Dada la indeterminación de las normas constitucionales de principio y la falta de criterios objetivos para la interpretación constitucional, pareciera que sólo la deliberación democrática en sede legislativa puede evitar la subjetividad del intérprete-juez y del intérprete-doctrina. Estos últimos se encuentran sometidos a sus propios condicionamientos culturales, que pueden influir indebidamente en su labor. En el caso de la doctrina, este riesgo puede tender a diluirse, dado que forma parte de un proceso de discusión académica entre pares, cuya influencia en el derecho positivo es indirecta; sin embargo, la labor del intérprete-juez, en particular del Tribunal Constitucional, sí puede constituir un mayor riesgo de subjetividad en la interpretación, dada la debilidad de sistema de responsabilidad de los ministros y la casi nula deliberación pública en el sistema de nombramiento.
Este riesgo a la subjetividad del intérprete es aún mayor cuando se trata de normas constitucionales de contenido abierto que se refieren a materias sensibles desde el punto de vista ideológico, moral o religioso. Así, aquella neutralidad que se predica respecto del Estado pareciera estar mejor garantizada en el proceso deliberativo de un órgano de representación popular, que en organismos jurisdiccionales no siempre colegiados.
VI. CONCLUSIONES
La apertura de los enunciados constitucionales con estructura de principio, como lo son los de derechos fundamentales, constituye una garantía de libertad política, ya que su concreción posterior permite que la propia comunidad determine el contenido de sus normas fundamentales. No corresponde a la Constitución cerrar el contenido del pacto político que se plasma en ella, sino garantizar la apertura del proceso democrático para su revisión y realización permanente, manteniendo un techo ideológico abierto.
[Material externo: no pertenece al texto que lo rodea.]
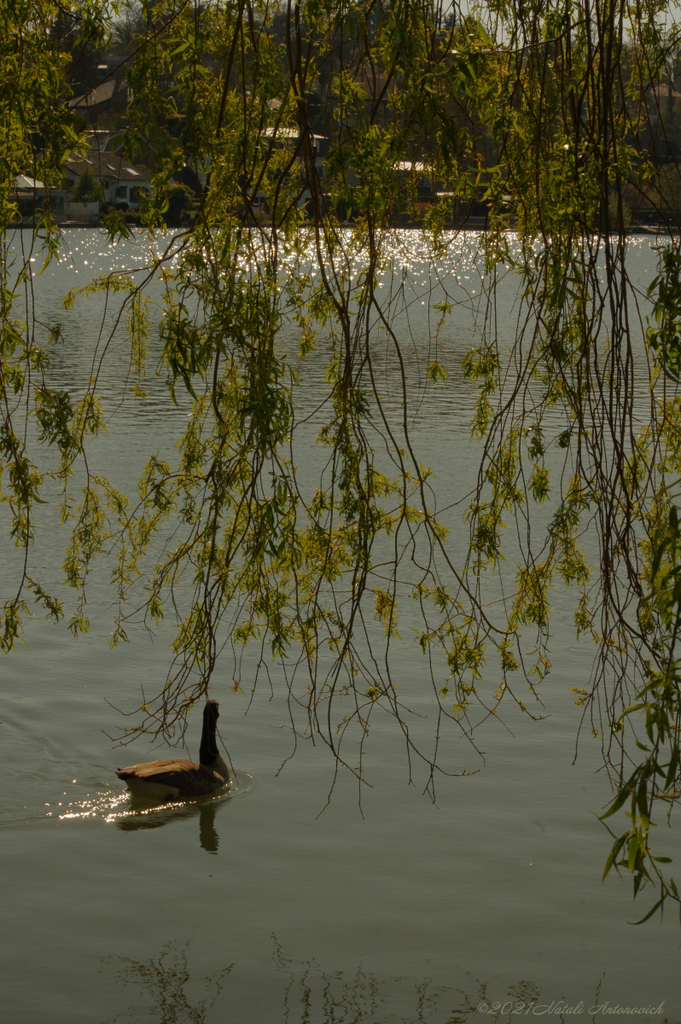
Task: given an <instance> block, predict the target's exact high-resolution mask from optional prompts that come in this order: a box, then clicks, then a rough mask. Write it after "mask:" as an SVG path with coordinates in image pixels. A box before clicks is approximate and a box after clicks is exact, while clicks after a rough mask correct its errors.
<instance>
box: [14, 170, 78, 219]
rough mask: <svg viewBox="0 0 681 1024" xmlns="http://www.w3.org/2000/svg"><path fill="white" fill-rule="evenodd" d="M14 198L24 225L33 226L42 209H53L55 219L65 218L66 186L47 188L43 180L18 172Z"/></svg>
mask: <svg viewBox="0 0 681 1024" xmlns="http://www.w3.org/2000/svg"><path fill="white" fill-rule="evenodd" d="M12 199H13V200H14V202H15V203H16V204H17V206H18V213H19V217H20V222H22V226H26V227H28V226H31V225H33V224H34V223H35V221H36V218H37V217H38V215H39V214H40V213H41V211H43V210H46V209H49V210H51V212H52V214H53V216H54V218H55V220H56V221H57V222H58V221H60V220H63V219H65V203H66V199H67V190H66V188H50V189H47V188H45V185H44V184H43V182H42V181H38V180H37V178H32V177H30V176H29V175H28V174H17V175H16V177H15V178H14V191H13V194H12Z"/></svg>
En este ejercicio de concretización, varios actores se encuentran llamados a interpretar la Constitución, siendo el primero de ellos el Legislativo, como órgano colegiado y representante tanto de las mayorías como de las minorías presentes en la sociedad.
Junto al Legislativo también los tribunales interpretan la Constitución, pero principalmente ante los conflictos que puedan presentarse entre actores que enfrentan diversas interpretaciones. Entre estos conflictos destacan las diferencias que se presentan entre parlamentarios durante la tramitación legislativa o entre particulares en el ejercicio de sus derechos fundamentales. En ambos escenarios, las partes en conflicto presentan sus interpretaciones constitucionales a un tribunal, que resuelve inclinándose por una de ellas.
En este escenario, donde el contenido de las normas de derechos fundamentales es indeterminado y cuya concretización se realiza a través de la interpretación constitucional, las características de organización del Congreso Nacional lo erigen como el actor más idóneo para la interpretación de los derechos fundamentales. En efecto, tanto su funcionamiento colegiado como su representación democrática le entrega sentido tanto a la reserva de ley como al principio de legalidad, instrumentos normativos mediante los cuales se garantiza la posición de privilegio del Legislativo en la regulación del ejercicio de los derechos, sin embargo, también en la determinación de su contenido, de carácter eventual y no necesario.